Uno sguardo della Redazione appena fuori dal cancello

Due cabine telefoniche… c’è qualcosa di più estraneo al nostro tempo, dove il ritmo dei cellulari condiziona esageratamente le nostre giornate?
Due cabine telefoniche in una lussuosa zona della nostra bella città sono… “obsolete”: cioè, per capirci… sono vecchie, superate, in disuso, da rottamare… a cosa diavolo potranno ancora servire?
Ci avviciniamo a curiosare: una ha le porte divelte, non crediamo che il telefono dentro funzioni ancora.
L’altra sembra come impacchettata: dei nastri di tessuto liso ne impediscono l’entrata, una specie di primitiva serratura ne protegge il contenuto, niente affatto “telefonico”: si intravedono coperte e materassi, in un degrado irreale per la lussuosa via della nostra città.

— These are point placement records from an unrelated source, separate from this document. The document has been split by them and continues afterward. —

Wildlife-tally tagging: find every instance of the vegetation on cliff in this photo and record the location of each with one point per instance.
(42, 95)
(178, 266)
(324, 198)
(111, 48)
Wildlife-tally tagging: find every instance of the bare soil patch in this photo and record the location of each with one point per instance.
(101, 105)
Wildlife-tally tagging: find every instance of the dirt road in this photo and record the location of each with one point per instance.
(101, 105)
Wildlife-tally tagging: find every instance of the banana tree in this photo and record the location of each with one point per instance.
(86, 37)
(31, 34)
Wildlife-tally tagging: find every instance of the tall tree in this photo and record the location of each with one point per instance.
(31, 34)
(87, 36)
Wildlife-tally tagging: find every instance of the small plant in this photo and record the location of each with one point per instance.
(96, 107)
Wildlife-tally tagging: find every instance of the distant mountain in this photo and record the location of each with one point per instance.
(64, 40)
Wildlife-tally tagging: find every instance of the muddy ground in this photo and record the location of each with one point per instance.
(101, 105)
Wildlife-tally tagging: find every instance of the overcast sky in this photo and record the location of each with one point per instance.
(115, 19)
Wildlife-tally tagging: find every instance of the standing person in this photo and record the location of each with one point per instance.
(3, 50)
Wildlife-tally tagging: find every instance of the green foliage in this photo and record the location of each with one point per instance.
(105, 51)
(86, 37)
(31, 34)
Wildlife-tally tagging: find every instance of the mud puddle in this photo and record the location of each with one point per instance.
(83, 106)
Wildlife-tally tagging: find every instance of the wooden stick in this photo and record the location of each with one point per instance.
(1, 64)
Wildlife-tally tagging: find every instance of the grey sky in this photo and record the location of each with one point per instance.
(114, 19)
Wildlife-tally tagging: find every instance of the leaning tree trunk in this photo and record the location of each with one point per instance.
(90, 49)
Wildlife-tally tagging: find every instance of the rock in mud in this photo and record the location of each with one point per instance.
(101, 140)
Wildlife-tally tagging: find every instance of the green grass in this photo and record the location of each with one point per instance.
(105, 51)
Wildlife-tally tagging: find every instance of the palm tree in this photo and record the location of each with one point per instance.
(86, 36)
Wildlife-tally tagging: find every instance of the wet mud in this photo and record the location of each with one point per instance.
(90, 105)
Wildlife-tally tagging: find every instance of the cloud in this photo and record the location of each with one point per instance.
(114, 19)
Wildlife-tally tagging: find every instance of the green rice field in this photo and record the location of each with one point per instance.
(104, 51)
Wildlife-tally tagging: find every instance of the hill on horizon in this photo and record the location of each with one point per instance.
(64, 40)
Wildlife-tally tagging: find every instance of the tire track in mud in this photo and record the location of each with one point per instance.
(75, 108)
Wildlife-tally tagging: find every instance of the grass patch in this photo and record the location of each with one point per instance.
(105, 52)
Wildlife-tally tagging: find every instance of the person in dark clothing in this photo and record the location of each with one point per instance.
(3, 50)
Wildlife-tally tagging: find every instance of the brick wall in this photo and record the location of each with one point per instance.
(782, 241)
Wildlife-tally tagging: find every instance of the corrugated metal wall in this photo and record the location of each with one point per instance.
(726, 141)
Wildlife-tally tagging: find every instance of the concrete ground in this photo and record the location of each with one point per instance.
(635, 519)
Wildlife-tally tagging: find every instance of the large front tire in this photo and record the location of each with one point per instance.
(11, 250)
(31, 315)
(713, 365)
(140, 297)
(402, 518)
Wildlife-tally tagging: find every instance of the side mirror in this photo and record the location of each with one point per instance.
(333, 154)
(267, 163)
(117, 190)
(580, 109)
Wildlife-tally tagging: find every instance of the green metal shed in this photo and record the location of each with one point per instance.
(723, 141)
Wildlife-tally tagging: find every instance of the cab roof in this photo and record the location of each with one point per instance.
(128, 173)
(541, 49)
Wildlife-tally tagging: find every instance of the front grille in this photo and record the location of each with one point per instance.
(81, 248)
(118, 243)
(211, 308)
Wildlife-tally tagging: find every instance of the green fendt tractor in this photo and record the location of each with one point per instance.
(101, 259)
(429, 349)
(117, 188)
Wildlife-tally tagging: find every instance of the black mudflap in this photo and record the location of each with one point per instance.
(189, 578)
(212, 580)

Proviamo a immaginare l’uomo che ha eletto questa cabina a sua dimora: sporco, malandato, ma soprattutto, SOLO.
Perché non possedere niente è brutto, ma non avere nessuno è tragico.
E allora… che prezzo ha la dignità di un uomo? Questo uomo che non c’è, che non vedremo mai?
Così lontano, o forse no…
Che definizione dare alla parola “progresso”, alla luce di tanta miseria?
E soprattutto, noi dove stiamo andando?
Occorre un po’ di coraggio per guardare e mettere a fuoco, eppure nulla ci vuole per fare finta di distrarsi delle ingiustizie di questo mondo.
Impotenti ci domandiamo, prima di dividere fino a domani le nostre strade ed i nostri pensieri (ciascuno riprenderà la sua, di strada, ciascuno tornerà ai propri problemi): saremo tanto migliori di lui?